Она придвинулась ко мне, осторожно перекинув ноги через мои бедра, обняла и прислонила голову к моей шее. Мои подозрения о том, что нам хорошо вдвоем, в полной тишине, в молчании и при плотно закрытых глазах давно спали. Я была с Монойкой правдивой версией себя. Она чувствовала меня, ощущала изменения на кончиках своих пальцев, которыми неспешно «пробегалась» по моим щекам и открытому лбу. Представить не могла, что однажды встречу такого человека. Все началось так неловко, но в то же время воспоминания о нашем знакомстве неловкость во мне вовсе не вызывали, а напротив, выворачивали ее и показывали, насколько разными могут быть взгляды на жизнь. Все было так:
С мамой я запланировала посетить магазин одежды – подобрать новую пару брюк для школы. Мои были вовсе коротки. «Ритуал» покупок на сей раз выдался успешным. Упаковав новую пару классических коричневых брюк, мы поблагодарили кассира и направились домой. Спустившись по лестнице, на первый этаж, зашли в кафе и взяли по пирогу с кремом, да два стаканчика латте. Разговор с мамой шел на тему учебы и долгов, поэтому насладиться кофейным молоком не получилось. Я вертела головой из стороны в сторону, чтобы отвлечься, как вдруг увидала, вдалеке, кричащую вывеску: «Скидки до 70-ти процентов». Уговорив маму сходить в магазин с такой акцией, я набрала себе добрую половину того, чем забиты мои шкафы в комнате. Новый свитер с вышитым цветком на груди, рубашку с разноцветными пуговицами, пару носков однотонного серого цвета, простой, но удобный лифчик, а также ветровку с иероглифами на спине – мне она безумно понравилась. Взяв все вещи в охапку, я кое как дошла до примерочной и переложила все в корзину.

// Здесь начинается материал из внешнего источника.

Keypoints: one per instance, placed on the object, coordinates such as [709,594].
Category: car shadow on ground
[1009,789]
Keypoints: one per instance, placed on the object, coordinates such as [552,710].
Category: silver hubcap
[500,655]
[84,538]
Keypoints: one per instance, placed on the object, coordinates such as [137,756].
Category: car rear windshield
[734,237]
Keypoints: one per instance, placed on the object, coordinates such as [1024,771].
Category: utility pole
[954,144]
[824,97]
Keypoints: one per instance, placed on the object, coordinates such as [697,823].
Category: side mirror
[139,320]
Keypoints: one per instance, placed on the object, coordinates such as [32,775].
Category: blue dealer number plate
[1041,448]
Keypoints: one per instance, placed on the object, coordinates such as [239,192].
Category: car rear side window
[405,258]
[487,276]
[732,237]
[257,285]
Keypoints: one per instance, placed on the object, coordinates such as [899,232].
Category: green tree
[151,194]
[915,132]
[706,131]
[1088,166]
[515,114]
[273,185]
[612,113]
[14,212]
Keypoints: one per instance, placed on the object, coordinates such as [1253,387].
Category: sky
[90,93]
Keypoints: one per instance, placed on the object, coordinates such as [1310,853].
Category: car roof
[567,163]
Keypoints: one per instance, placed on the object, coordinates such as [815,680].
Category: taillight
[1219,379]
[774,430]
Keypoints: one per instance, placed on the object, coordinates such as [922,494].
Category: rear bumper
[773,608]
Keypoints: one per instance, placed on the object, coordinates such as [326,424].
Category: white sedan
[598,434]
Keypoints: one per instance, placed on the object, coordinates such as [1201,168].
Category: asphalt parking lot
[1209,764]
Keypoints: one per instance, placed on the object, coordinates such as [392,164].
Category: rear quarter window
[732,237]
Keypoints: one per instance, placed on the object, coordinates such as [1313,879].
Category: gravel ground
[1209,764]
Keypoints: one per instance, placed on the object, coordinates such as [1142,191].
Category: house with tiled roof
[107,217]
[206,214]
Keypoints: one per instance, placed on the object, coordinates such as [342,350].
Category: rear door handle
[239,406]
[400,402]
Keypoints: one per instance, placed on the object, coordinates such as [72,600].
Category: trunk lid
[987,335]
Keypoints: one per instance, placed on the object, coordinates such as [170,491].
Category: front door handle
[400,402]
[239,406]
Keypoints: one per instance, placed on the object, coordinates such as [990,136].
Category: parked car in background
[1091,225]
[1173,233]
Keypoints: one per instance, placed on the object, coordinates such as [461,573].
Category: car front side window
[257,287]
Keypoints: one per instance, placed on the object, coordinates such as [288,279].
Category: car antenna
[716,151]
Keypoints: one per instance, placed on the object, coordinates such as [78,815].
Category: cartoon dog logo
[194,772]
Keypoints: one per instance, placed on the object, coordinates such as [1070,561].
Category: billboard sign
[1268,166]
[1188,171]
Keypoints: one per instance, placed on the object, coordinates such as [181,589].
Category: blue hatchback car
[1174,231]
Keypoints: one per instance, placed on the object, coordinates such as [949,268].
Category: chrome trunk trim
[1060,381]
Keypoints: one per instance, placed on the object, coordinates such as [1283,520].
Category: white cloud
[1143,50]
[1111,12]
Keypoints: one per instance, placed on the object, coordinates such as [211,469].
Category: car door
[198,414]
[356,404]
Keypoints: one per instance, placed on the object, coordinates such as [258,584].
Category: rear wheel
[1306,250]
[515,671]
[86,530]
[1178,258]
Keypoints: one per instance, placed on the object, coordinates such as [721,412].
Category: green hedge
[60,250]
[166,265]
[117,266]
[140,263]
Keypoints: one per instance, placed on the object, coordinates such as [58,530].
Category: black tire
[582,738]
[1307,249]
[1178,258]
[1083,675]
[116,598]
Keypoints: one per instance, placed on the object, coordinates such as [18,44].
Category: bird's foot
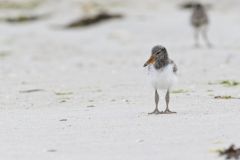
[156,111]
[167,111]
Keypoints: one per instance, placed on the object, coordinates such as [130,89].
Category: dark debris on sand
[87,21]
[191,4]
[31,90]
[231,153]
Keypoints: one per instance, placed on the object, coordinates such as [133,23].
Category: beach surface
[83,93]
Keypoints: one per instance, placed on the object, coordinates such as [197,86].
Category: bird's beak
[151,60]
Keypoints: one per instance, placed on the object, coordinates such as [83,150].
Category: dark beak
[151,60]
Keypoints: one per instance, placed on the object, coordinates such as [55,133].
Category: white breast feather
[163,78]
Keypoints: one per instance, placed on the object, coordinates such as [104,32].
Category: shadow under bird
[162,72]
[200,21]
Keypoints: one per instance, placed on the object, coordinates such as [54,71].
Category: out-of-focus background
[71,89]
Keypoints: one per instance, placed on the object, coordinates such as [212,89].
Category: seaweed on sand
[87,21]
[230,152]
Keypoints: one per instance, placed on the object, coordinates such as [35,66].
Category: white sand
[102,66]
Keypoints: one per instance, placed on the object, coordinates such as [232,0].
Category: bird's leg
[167,111]
[156,111]
[204,34]
[196,37]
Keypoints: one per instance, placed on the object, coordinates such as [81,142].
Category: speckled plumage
[162,73]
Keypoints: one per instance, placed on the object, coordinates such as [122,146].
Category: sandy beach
[83,93]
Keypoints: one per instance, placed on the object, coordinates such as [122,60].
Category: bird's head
[159,53]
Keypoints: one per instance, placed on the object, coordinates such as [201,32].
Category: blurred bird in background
[200,21]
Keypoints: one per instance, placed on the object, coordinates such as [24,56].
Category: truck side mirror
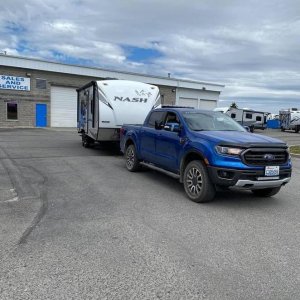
[247,128]
[158,125]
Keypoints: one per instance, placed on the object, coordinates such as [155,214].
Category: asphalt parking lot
[75,224]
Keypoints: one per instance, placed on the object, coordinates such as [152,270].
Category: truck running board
[176,176]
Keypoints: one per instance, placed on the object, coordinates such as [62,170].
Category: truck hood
[237,138]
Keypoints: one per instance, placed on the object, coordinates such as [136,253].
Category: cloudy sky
[253,47]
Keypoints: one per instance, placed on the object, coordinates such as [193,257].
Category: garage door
[191,102]
[63,107]
[207,104]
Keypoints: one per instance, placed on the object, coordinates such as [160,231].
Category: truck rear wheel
[132,163]
[269,192]
[197,183]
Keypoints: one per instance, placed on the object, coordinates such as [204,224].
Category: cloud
[251,47]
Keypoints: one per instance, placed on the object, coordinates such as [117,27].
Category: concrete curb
[294,154]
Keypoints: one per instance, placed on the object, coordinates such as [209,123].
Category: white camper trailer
[289,119]
[104,106]
[247,117]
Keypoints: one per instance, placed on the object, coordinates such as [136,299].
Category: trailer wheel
[132,163]
[269,192]
[197,183]
[87,141]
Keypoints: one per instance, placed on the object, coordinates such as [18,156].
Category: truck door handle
[183,140]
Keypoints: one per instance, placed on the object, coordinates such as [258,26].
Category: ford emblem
[269,157]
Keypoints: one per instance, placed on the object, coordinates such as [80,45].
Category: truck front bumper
[248,179]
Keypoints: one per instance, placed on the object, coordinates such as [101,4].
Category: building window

Ожидала я долго – все кабинки были заняты. Мне показалось даже, что времени прошло столько, что я бы успела примерить все вещи во всем мире. Напялила бы на себя десять шапок, пять курток, сняла и надела двадцать пар босоножек, застегнула 49 пуговиц на семи рубашках. «Больше не могу, – подумала я про себя. – Мама извелась уже, другого и быть не может». Взяв в руки корзину, я пошла вперед по коридору и на восьмой шаг наткнулась на не зашторенную кабинку. Встала перед ней как вкопанная и не могла поверить своим глазам: на полу сидела девушка и тихо плакала. На ней был длинный шерстяной свитер, на руке висела резинка для волос, а по щекам стекали крупные слезы. Никогда таких крупных слез я не видала.
– Я вас не потревожу? – робко спросила я.
Девушка резко обернулась, уставилась на меня и тыльной стороной кисти вытерла слезы. По ее взгляду я поняла, что нарочно оставлять кабинку не зашторенной она не хотела. Предвидев, что ко мне может подойти еще какой зевака, затем начнется суматоха и девушке станет совсем неловко, я спонтанно зашла в кабинку и задвинула за собой штору. Тупо уставившись в глаза плачущей девушки, я присела на корточки и поставила корзину с одеждой рядом с собой. Во мне метались разные мысли, как мечутся пойманные сверчки в банке. Одна с грохотом разбивалась о стенку, вторая пикировала и громко разбивалась об дно, и только центральная, замерев на месте, вела себя так, будто знала, что скоро крышка откроется.
– Почему ты плачешь? – прошептала я.
Девушка глубоко вздохнула и отрывисто начала выдыхать. Она прикусила губу и принялась рассматривать свои ногти. Ухоженные, без маникюра, коротко постриженные. На левом мизинце маленькая родинка. Пальцы без выделенных костяшек, в силу общей формы девушки. Не сказать, что толстая, а просто несколько иных форм, чем я. Моя мама сказала бы: «девушка в теле». Вдруг, неожиданно, девушка всхлипнула:
– Толстая я! Набрала кучу вещей и ничего не подошло!
Я сразу ответила:
– Вовсе ты не толстая.
Девушка улыбнулась и посмотрела на мою корзину. Потом спросила:
– Никак куртку с иероглифами присмотрела?
Я прыснула:
– Да.
Молчание.
– Ты ее тоже взять хотела?
Девушка махнула рукой и скривила губы.